Помнишь, когда-то мы с тобой встречались у памятника Долгорукому. Кажется, с тех пор он так и не проскакал ни одного нового метра. Давай возобновим традицию. И ты живешь от этого места недалеко.

– Что ж, давай.

– Тогда сверим наши часы. До встречи осталось ровно два часа.

Надин положила трубку на рычажки и перевела дух. Она может себя поздравить, разговор происходил почти точно так, как она себе это и представляла. А это благоприятный знак. Она посмотрела на часы; итак в 12 часов она встретится с Сережей. Она хорошо представляет, зачем ему понадобился этот резерв времени. Что ж, поглядим, каким он явится к ней. Сереженька, Сереженька, умный, веселый, немного по-юношески задиристый и непримиримый к фальши, обману, неискренности. Что же с тобой сделала жизнь? Каким ты стал? Пожалуй, если перед кем-то она и ощущает немного вины за то, что затеяла, то это, прежде всего перед ним. Но без него она не может обойтись, он один из ключевых фигур всей ее комбинации. Впрочем, в ней, как в хорошей пьесе, все фигуры ключевые, просто у каждого свое место, своя роль, свое предназначение.

Патриция лежала на кровати, делая вид, что читает книгу. Но Надин не сомневалась, что вместо чтения дочь внимательно прислушивалась к их разговору.

– Ты собираешься уходить? – спросила она.

– Ты же слышала, – улыбнулась Надин.

– На встречу с ним?

– Конечно.

– Хочешь дам тебе совет?

– Дочь дает матери совет. Это оригинально, но мне это даже нравится. Это говорит о том, что скоро я тебе буду окончательно не нужна и тем самым обрету полную свободу. Но я слушаю тебя.
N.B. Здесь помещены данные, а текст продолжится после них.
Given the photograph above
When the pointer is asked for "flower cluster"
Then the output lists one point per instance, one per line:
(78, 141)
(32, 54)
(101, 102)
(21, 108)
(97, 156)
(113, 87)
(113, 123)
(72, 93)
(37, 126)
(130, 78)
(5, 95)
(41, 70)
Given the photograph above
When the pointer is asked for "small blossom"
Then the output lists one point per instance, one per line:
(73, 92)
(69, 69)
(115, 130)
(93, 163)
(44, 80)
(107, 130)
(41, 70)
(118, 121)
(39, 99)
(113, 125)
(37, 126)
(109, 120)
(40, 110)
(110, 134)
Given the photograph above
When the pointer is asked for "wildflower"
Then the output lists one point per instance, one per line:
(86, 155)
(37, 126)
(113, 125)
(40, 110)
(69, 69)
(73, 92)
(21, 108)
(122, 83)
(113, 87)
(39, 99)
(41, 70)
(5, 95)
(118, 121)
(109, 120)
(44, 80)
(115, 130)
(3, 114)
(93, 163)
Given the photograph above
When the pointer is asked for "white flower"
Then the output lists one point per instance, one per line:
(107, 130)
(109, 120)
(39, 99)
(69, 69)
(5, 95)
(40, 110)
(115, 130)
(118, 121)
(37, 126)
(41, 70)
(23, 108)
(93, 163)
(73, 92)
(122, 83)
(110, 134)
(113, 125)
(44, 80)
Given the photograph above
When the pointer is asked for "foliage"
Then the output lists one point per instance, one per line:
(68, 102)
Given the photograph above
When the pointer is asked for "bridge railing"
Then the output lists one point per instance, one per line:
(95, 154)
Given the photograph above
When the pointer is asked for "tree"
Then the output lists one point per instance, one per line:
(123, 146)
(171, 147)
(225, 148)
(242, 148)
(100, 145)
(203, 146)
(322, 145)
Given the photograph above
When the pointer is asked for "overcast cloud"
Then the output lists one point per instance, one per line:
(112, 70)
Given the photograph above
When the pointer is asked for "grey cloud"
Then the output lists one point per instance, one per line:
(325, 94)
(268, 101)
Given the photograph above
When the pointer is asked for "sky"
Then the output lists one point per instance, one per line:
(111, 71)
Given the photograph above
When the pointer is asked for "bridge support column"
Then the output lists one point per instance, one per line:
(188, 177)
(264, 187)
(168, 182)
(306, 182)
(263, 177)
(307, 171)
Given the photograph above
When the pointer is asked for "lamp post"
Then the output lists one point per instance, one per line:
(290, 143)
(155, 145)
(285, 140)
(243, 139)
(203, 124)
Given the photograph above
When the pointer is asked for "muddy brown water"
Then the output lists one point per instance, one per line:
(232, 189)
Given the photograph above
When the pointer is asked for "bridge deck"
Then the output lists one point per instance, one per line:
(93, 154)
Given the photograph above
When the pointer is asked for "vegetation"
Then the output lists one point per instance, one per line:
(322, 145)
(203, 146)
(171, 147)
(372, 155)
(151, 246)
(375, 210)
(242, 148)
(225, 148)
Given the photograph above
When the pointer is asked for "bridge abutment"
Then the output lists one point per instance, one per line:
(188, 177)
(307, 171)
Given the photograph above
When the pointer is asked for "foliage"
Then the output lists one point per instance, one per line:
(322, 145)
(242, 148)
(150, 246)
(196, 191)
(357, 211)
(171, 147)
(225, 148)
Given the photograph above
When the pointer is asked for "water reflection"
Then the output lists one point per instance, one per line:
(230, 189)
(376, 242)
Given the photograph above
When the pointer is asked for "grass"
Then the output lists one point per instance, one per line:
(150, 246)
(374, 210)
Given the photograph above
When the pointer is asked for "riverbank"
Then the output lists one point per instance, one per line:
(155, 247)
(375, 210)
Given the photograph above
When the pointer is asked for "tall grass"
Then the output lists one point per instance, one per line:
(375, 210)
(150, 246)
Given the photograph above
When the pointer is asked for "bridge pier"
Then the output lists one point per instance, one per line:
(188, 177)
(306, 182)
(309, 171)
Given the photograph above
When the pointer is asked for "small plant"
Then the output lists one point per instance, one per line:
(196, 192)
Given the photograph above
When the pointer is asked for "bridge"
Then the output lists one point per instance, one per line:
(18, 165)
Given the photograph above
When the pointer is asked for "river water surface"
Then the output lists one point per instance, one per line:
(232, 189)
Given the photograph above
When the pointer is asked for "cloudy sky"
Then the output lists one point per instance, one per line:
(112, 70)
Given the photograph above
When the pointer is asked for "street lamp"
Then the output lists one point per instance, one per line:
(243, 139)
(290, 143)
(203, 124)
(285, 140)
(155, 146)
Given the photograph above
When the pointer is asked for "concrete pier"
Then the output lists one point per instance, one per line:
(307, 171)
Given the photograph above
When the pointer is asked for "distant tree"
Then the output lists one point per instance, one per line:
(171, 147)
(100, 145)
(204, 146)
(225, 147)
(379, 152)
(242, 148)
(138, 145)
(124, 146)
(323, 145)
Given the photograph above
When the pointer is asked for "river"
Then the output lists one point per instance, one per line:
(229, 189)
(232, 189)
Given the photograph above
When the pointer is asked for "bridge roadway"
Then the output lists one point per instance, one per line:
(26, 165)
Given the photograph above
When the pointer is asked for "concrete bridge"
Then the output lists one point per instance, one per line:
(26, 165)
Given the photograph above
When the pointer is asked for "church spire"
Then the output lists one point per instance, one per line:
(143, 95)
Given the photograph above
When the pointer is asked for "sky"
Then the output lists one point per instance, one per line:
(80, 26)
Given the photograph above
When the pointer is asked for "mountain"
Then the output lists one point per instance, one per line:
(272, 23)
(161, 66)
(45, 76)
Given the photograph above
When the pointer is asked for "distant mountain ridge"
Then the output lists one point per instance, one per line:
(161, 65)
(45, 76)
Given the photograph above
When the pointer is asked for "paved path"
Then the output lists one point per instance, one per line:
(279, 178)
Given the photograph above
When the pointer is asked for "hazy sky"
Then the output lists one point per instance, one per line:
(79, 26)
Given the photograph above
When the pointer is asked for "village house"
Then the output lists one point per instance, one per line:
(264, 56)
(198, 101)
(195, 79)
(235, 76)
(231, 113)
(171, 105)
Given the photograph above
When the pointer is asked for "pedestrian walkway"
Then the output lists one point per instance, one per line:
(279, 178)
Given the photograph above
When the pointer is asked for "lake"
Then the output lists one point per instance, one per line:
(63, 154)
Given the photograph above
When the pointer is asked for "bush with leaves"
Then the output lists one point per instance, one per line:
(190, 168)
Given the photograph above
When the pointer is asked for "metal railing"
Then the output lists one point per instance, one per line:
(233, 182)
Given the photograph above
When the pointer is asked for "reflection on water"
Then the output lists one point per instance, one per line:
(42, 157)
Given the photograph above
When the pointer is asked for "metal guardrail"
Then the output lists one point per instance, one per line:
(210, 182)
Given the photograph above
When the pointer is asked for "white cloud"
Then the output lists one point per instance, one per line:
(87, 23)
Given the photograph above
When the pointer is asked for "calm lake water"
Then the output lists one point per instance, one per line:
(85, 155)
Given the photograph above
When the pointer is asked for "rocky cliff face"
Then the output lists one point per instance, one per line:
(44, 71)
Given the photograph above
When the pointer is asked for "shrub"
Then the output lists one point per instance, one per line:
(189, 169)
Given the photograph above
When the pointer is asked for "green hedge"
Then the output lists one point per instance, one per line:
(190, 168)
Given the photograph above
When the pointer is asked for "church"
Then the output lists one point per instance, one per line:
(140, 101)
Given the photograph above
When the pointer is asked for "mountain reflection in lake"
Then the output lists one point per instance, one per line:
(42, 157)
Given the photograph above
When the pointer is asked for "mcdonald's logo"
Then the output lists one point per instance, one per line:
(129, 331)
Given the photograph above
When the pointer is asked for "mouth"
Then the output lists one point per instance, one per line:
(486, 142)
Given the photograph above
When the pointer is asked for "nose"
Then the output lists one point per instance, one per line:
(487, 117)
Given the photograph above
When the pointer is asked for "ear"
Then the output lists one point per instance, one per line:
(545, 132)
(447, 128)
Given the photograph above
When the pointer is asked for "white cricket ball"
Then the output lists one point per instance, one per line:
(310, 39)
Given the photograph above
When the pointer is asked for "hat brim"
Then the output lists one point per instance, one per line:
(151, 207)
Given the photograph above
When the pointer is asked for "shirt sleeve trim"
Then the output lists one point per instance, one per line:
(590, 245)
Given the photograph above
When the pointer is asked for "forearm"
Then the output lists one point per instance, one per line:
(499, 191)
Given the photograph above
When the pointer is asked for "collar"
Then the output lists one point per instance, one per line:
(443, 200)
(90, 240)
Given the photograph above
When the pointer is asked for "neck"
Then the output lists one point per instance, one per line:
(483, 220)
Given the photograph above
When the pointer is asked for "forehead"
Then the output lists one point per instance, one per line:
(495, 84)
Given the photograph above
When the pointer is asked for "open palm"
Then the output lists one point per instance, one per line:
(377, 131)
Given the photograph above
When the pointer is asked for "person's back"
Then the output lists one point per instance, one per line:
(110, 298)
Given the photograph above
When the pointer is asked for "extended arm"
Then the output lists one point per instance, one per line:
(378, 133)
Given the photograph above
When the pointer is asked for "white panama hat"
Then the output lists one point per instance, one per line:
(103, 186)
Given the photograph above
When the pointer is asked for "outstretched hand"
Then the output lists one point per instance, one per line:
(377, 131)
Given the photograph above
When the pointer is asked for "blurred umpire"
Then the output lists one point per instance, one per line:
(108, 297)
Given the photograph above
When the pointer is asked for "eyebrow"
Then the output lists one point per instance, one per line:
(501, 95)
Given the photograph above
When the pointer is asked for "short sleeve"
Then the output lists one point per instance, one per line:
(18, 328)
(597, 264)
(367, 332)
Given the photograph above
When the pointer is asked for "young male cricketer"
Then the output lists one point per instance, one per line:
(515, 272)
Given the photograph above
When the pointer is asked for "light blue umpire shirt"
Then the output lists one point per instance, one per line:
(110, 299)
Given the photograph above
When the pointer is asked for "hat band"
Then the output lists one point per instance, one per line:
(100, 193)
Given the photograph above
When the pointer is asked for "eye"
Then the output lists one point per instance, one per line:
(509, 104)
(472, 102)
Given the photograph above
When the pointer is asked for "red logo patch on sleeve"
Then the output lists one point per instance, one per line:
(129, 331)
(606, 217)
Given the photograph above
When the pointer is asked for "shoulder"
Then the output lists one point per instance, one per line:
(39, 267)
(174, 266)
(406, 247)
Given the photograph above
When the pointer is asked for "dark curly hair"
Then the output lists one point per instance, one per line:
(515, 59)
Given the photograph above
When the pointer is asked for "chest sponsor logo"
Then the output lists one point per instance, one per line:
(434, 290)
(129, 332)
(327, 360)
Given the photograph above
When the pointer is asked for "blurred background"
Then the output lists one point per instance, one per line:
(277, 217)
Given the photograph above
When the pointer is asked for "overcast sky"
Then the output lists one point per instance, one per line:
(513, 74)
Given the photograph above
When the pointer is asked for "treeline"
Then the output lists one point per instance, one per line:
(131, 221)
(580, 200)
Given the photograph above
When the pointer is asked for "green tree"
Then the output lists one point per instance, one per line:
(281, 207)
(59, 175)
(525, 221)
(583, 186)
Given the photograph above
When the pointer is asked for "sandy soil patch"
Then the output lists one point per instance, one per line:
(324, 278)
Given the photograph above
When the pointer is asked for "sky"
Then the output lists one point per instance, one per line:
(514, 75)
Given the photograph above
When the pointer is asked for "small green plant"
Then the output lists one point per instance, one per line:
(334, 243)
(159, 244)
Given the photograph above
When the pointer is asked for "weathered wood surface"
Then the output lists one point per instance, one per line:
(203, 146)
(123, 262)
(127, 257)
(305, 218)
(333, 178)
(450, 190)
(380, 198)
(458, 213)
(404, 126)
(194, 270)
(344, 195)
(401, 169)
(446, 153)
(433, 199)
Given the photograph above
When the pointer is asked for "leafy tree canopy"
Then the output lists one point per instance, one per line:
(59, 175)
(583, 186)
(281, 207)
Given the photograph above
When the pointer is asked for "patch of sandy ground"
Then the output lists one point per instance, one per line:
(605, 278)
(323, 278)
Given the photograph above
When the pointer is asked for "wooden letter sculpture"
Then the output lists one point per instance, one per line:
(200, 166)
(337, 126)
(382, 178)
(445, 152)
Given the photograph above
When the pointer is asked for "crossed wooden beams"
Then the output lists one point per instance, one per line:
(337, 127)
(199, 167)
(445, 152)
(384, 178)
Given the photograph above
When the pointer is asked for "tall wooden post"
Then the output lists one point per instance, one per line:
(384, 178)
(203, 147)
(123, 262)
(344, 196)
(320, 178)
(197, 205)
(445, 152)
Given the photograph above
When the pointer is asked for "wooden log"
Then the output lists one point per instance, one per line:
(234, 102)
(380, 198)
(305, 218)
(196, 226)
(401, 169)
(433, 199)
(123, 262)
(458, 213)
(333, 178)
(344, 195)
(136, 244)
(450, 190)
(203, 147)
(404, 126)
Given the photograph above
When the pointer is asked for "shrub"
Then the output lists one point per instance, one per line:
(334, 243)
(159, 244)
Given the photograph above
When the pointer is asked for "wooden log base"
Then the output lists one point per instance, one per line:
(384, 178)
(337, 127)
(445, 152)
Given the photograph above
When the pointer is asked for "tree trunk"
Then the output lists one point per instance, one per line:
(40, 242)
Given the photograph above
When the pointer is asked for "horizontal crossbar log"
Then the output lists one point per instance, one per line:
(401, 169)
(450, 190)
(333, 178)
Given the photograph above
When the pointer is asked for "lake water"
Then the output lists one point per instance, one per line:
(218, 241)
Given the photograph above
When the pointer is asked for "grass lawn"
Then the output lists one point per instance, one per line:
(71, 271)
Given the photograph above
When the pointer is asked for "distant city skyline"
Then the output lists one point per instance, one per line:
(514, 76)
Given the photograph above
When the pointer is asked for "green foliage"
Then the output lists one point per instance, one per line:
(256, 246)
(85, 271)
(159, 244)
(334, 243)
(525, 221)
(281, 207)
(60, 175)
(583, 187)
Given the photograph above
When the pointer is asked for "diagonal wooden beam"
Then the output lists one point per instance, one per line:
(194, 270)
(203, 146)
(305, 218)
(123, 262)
– Я не знаю, кто он, но я чувствую, что ты пытаешься подыгрывать ему и при этом становишься не совсем естественной. Если ты слишком сильно войдешь в роль, то он может это заподозрить, и ты потеряешь его доверие. А насколько я понимаю, ты его как раз хочешь завоевать.

«А она, пожалуй, в чем-то права. Я действительно пыталась подстроиться под него, а учитывая его профессию это чревато моим возможным разоблачением. Следовательно, пока не поздно надо срочно поменять тон разговора с ним. Хорошая актриса должна быть всегда естественной, а не играть в естественность. Для большинства людей эта тонкость так же неразличима, как они не могут отличить подлинное произведение искусства от умелой имитации под него, но Сережа способен быстро разобраться, что к чему. И тогда в чем-то убедить его окажется делом почти невозможным».

– Я принимаю твое замечание. В молодости я мечтала о сцене, но актрисой так и не стала, дальше институтской самодеятельности не продвинулась. Может, потому, что чувствовала, что мне не хватает той самой естественности, о которой ты так мудро сейчас говоришь. Вовремя понять свои недостатки – это, значит, оградить себя от множества потрясений и разочарований в последующей жизни. Учти это обстоятельство.

– А в твою, мама, голову никогда не приходила мысль, что ум мешал тебе быть счастливой?

Надин с удивлением воззрилась на дочь; ее скорей удивил не сам вопрос, а то, что он слетел именно с губ Патриции.

– А знаешь, ты в какой-то степени права. Я всегда была чересчур осторожна, и останавливала себя всякий раз, когда чувствовала, что брод через реку разведан плохо. Да это мешала подчас ощущать себя полностью на гребни волны, но зато это же ограждало меня от последующих разочарований и опасностей. И, если быть честной, я не знаю, что лучше. И тебе, прежде чем принимать решение, советую все тщательно всегда взвешивать. Не думай, что одно мгновение стоит того, чтобы расплачиваться за него все оставшиеся дни. Счастье – это вовсе не цель жизни, чего понимают, к сожалению, очень немногие.